Claimant objects to the use of the rebuttal report on several grounds. Specifically, claimant states that the rebuttal report is not an expert report at all and is in fact nothing more than a critique of claimant's appraisal report. Claimant goes on to allege that the rebuttal report does not contain any affirmative expert opinion based on some new matter raised in claimant's appraisal report which was not previously addressed by defendant's appraiser. In essence claimant is asserting that the filing of the rebuttal report is an attempt by defendant to thwart the procedural system by which appropriation claims are considered and determined by the Court.

Initially, claimant points out that the rebuttal report was not prepared by the same appraiser as the one which prepared defendant's trial appraisal. Claimant alleges that this is essentially an attempt to have a second appraisal before the Court for consideration. He states that this second expert will have free reign at trial to assert whatever he wishes and would not be bound by the parameters of defendant's first appraisal.
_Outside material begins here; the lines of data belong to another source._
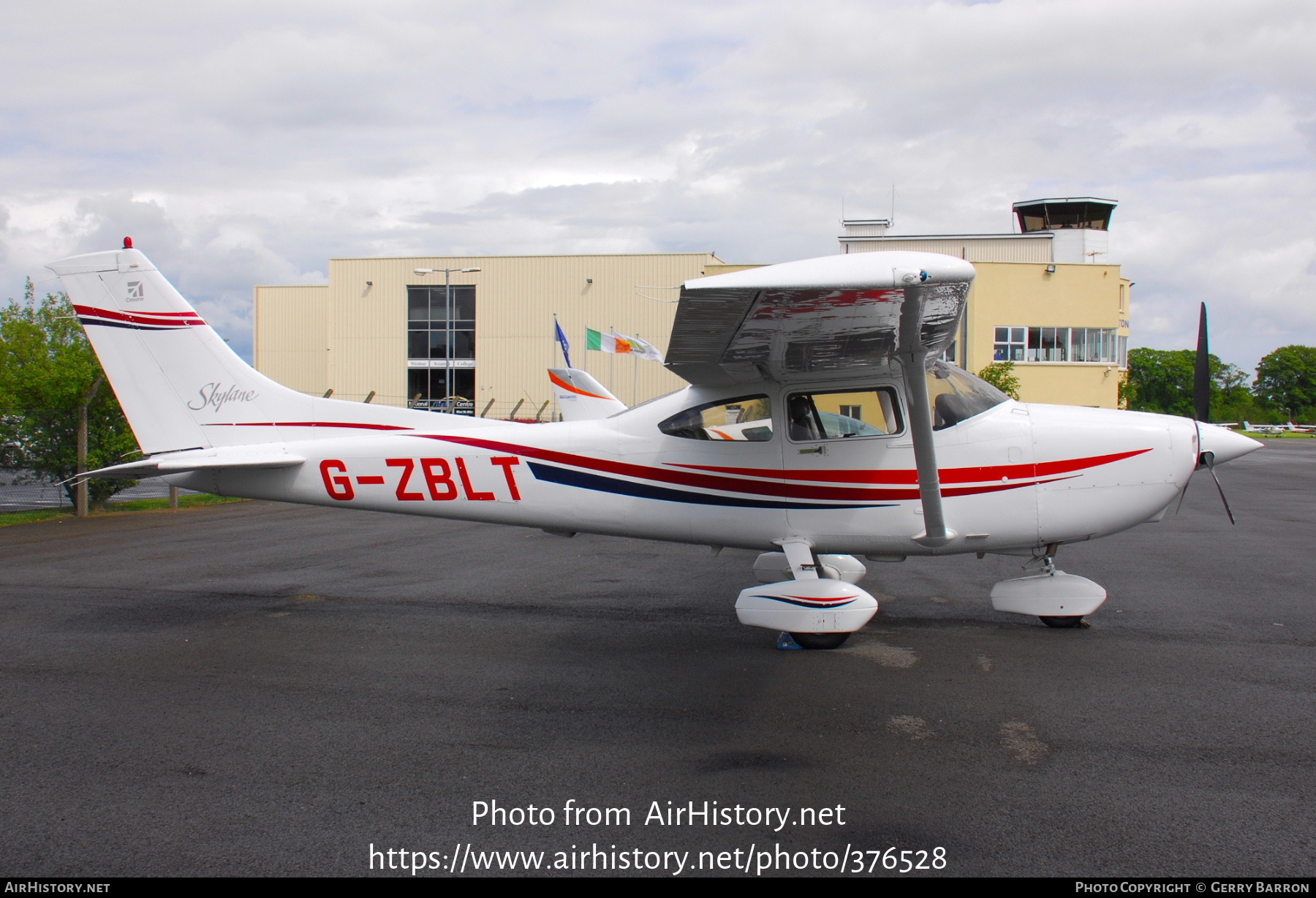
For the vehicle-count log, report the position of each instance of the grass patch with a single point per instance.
(10, 519)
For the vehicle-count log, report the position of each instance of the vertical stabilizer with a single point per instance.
(179, 383)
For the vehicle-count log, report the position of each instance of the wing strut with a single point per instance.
(914, 358)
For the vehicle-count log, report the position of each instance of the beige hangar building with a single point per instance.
(379, 331)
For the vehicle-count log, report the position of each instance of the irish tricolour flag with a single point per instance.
(621, 344)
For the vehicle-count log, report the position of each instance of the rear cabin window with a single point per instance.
(748, 419)
(842, 415)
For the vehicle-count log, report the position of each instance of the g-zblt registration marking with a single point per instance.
(434, 473)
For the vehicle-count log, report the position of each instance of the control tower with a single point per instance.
(1079, 227)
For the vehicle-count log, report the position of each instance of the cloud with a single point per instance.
(249, 143)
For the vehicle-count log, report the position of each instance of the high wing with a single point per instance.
(816, 317)
(582, 398)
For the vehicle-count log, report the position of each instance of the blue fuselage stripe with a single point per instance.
(554, 475)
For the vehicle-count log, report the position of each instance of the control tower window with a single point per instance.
(1054, 215)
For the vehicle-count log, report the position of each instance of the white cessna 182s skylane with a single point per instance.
(817, 426)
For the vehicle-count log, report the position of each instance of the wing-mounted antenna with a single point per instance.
(581, 398)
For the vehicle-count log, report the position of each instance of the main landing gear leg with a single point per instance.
(819, 613)
(1057, 598)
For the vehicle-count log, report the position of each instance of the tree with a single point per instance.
(46, 371)
(1161, 381)
(1286, 378)
(1002, 376)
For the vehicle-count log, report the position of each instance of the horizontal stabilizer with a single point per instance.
(581, 398)
(190, 462)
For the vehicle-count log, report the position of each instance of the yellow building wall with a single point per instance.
(350, 336)
(363, 337)
(1013, 294)
(291, 336)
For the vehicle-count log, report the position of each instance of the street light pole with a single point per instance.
(447, 342)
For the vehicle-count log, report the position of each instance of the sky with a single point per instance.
(246, 143)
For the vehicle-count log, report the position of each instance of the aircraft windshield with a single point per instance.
(748, 419)
(957, 396)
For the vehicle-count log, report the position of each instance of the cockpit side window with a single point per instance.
(957, 396)
(845, 414)
(748, 419)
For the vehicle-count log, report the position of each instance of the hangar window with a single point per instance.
(748, 419)
(440, 376)
(842, 414)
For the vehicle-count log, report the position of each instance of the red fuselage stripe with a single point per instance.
(710, 482)
(360, 427)
(948, 475)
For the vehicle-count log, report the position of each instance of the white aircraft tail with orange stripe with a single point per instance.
(581, 398)
(179, 383)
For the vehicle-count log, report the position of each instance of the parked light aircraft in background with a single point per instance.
(1265, 429)
(817, 426)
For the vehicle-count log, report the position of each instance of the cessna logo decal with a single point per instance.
(215, 396)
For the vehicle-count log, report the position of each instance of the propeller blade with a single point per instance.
(1211, 467)
(1202, 373)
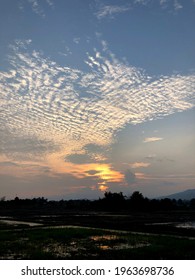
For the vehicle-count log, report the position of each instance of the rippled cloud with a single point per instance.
(48, 108)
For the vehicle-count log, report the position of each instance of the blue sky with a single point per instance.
(96, 96)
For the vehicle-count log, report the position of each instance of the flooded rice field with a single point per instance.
(75, 236)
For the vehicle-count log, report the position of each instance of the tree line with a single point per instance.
(114, 202)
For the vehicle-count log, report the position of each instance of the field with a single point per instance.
(97, 236)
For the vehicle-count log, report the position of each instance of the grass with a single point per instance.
(85, 243)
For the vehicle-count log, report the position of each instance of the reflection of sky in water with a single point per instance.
(186, 225)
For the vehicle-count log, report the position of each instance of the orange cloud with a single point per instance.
(139, 164)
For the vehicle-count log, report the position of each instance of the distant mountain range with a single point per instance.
(185, 195)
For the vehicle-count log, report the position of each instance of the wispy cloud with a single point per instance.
(43, 107)
(36, 6)
(152, 139)
(111, 11)
(139, 164)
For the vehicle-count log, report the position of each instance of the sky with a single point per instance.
(96, 96)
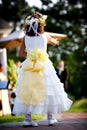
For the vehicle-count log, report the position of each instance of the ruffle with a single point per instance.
(56, 98)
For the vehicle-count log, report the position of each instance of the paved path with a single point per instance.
(66, 121)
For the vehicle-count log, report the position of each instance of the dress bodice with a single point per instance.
(36, 42)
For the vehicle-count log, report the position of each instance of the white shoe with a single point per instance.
(27, 123)
(52, 122)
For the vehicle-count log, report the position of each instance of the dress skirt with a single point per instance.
(56, 99)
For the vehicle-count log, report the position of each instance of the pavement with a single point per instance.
(66, 121)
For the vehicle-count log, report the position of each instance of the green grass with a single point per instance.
(79, 106)
(8, 118)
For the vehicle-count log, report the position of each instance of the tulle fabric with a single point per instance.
(56, 98)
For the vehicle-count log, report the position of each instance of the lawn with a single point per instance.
(78, 106)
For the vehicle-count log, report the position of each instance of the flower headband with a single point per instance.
(40, 20)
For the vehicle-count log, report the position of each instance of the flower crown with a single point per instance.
(40, 20)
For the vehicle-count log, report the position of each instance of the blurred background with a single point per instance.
(65, 17)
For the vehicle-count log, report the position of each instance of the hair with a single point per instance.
(41, 25)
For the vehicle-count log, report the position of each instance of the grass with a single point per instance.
(9, 118)
(78, 106)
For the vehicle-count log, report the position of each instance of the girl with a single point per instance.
(39, 89)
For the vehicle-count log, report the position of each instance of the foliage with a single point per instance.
(12, 72)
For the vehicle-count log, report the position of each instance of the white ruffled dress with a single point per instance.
(56, 100)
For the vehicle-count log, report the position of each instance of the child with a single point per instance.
(39, 89)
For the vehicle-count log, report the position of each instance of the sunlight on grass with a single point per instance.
(79, 106)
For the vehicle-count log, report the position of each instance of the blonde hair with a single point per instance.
(41, 24)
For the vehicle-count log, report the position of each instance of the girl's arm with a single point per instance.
(22, 52)
(51, 40)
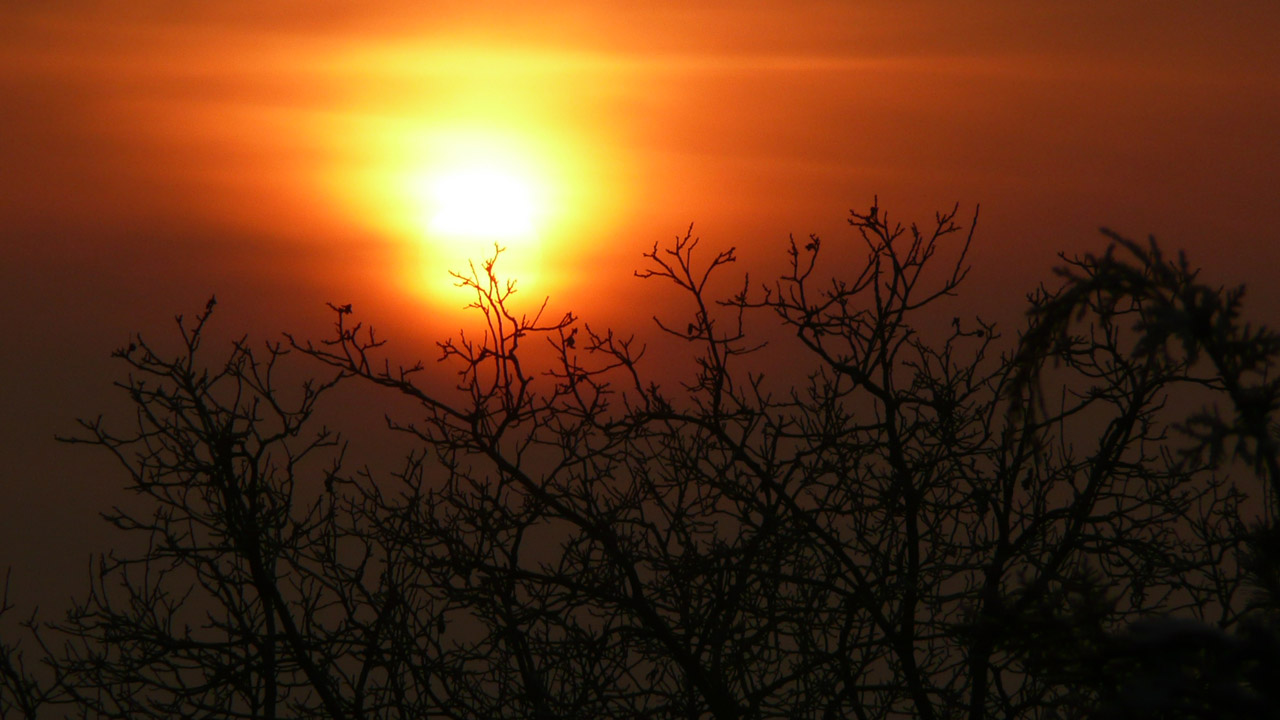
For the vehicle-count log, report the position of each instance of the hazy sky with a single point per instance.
(286, 154)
Thus, in effect, the second expert would be allowed to circumvent the Uniform Rules of the Court of Claims § 206.21(h) which requires that an expert witness be limited in his testimony to matters set forth his respective report.
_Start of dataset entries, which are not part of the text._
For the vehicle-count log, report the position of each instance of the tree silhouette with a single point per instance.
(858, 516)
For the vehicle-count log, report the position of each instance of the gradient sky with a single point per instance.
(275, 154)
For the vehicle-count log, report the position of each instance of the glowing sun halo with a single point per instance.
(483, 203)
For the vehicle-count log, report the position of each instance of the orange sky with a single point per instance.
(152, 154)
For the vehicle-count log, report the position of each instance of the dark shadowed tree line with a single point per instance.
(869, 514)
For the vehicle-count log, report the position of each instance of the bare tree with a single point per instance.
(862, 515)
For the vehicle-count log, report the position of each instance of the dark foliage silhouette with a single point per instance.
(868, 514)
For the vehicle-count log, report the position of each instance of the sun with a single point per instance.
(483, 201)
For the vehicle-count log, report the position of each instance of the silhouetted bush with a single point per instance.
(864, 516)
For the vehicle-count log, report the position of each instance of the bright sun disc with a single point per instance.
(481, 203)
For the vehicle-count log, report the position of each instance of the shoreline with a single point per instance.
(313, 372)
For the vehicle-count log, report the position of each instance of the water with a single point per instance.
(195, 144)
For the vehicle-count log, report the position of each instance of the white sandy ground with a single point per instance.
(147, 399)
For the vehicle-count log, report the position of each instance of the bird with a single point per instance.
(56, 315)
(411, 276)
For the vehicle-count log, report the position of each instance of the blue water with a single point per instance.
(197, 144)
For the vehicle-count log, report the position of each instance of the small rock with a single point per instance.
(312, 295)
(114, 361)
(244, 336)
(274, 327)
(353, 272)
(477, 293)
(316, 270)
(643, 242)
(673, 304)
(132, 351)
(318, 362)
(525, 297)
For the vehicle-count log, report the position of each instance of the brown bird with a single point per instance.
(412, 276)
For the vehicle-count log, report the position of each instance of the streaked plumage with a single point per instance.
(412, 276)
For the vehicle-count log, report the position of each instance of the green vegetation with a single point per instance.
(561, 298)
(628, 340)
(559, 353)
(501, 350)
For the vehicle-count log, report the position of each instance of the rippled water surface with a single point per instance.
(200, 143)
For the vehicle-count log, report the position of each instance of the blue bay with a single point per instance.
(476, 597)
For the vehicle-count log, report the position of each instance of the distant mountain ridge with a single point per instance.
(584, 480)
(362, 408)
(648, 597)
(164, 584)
Significantly, claimant finds fault with the fact that the opinions contained within the rebuttal report were compiled with the benefit of seeing claimant's appraisal. Claimant asserts that this constitutes a violation of rules requiring the simultaneous filing and exchange of appraisals. Claimant concedes that defendant's first appraisal report was prepared by an appraiser who had not seen claimant's appraisal report. In sum, claimant puts forth the proposition that a critique of claimant's appraisal prepared by a new appraiser does not constitute an expert opinion in rebuttal to that report. Claimant gives examples of various types of rebuttal reports it would deem appropriate. They include an opinion by the expert who had already filed a report as to an issue treated by the opposing expert but which he could not anticipate when he prepared his own report. Claimant would also accept without objection a rebuttal report by an expert, other than an appraiser, such as an engineer or zoning expert. Additionally, it is claimant's assertion that the mere fact that the rebuttal report was filed by a new appraiser renders it in violation of the rules of the Court.
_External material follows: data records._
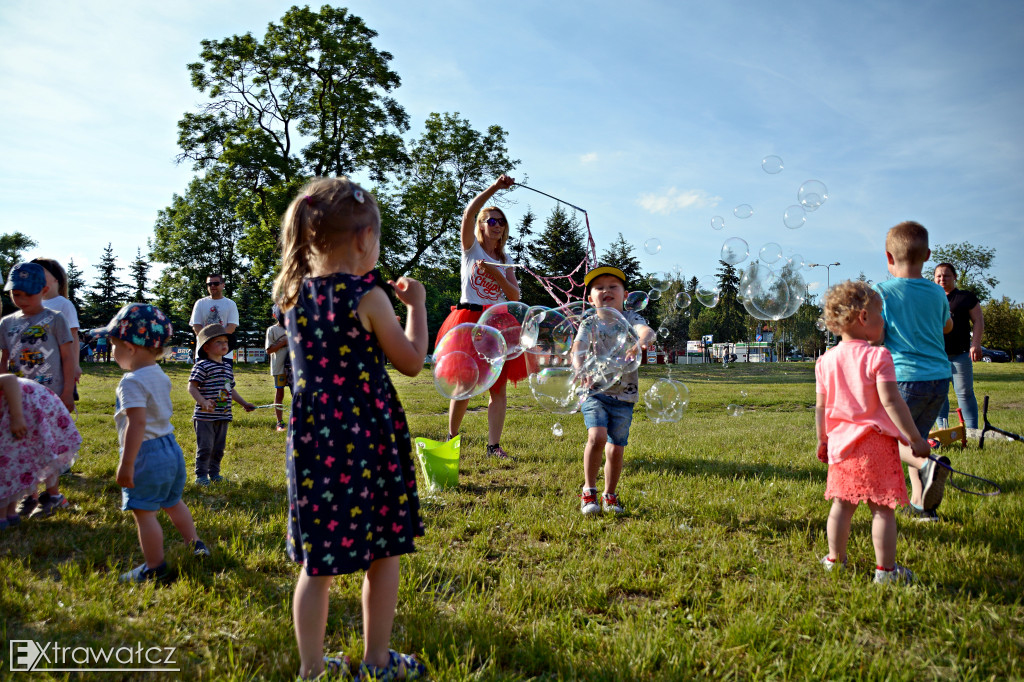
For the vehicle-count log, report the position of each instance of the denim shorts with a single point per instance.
(925, 398)
(610, 414)
(160, 475)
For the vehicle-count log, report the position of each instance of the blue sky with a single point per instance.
(652, 116)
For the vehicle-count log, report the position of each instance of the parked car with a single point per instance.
(992, 355)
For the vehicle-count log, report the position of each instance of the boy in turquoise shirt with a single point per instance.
(916, 316)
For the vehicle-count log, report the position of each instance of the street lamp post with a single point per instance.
(827, 267)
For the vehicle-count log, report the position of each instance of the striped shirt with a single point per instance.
(216, 381)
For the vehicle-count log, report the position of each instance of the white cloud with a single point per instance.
(676, 200)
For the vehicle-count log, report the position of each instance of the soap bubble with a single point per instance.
(812, 195)
(636, 300)
(772, 164)
(770, 253)
(606, 347)
(507, 318)
(556, 389)
(547, 332)
(794, 216)
(708, 292)
(667, 400)
(743, 211)
(468, 360)
(734, 250)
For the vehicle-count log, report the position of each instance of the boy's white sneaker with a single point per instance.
(588, 502)
(610, 503)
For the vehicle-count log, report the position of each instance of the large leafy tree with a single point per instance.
(972, 263)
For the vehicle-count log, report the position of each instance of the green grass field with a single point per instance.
(713, 573)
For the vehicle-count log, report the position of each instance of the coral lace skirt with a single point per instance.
(871, 473)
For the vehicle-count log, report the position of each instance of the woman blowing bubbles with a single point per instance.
(484, 232)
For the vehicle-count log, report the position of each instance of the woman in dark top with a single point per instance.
(962, 346)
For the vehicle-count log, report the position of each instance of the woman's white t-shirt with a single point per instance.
(477, 287)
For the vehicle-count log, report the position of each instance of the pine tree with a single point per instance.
(109, 294)
(139, 270)
(559, 251)
(76, 285)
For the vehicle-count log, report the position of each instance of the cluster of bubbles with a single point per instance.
(570, 351)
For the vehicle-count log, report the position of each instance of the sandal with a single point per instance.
(335, 668)
(400, 667)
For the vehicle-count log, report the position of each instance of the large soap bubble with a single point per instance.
(708, 292)
(468, 360)
(734, 250)
(547, 332)
(507, 318)
(556, 389)
(667, 400)
(636, 300)
(812, 195)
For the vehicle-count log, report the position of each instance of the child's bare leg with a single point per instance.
(380, 597)
(612, 466)
(309, 612)
(279, 398)
(884, 535)
(151, 537)
(839, 528)
(597, 437)
(497, 405)
(457, 410)
(181, 518)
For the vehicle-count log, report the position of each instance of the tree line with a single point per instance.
(314, 96)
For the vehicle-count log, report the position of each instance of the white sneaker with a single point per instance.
(588, 502)
(898, 576)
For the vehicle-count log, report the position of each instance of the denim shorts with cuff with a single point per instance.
(160, 475)
(925, 398)
(608, 413)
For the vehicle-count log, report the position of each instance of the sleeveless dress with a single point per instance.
(351, 479)
(49, 446)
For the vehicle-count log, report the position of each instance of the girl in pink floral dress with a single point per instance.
(38, 439)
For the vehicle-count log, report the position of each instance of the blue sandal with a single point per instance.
(400, 667)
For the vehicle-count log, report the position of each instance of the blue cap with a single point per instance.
(140, 324)
(30, 278)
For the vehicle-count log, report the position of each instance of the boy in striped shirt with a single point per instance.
(212, 386)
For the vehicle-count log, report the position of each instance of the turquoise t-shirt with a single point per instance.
(915, 311)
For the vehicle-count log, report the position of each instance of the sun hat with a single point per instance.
(141, 324)
(29, 278)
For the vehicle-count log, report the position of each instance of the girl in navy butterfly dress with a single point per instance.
(351, 485)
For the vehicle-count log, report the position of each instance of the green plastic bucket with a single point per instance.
(439, 461)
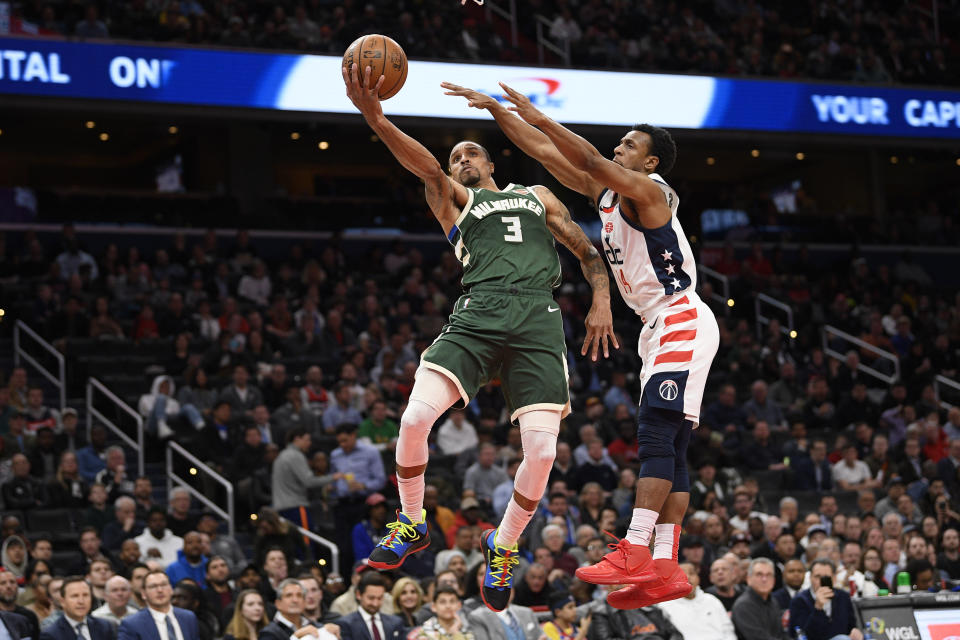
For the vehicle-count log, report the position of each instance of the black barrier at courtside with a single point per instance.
(917, 616)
Defendant asserts that the rebuttal report submitted on its behalf is simply an expert rebuttal report rebutting the allegations and statements made by claimant's appraiser and that it is, in fact, not a second valuation report as claimant would have the Court find. Defendant filed its rebuttal report, inter alia, to point out the deviations from the Uniform Standards of Professional Appraisal Practice(USPAP) allegedly contained within claimant's appraisal report. If true, these departures could not have been anticipated by defendant's appraiser. Claimant concedes essentially that he would have accepted such a report had it been written by defendant's original appraiser.

Initially, the Court notes that §206.21(f), which governs rebuttal reports, does not limit rebuttal reports to only certain reports but allows for a party to offer expert evidence in rebuttal to any report. There is also no requirement contained within §206.21 which states that a rebuttal report to a valuation appraisal must be filed by the same expert who filed the original valuation report. Consequently, defendant was well within its rights to file the rebuttal report which is the subject of this motion.

Therefore, for the foregoing reasons, claimant's motion is denied.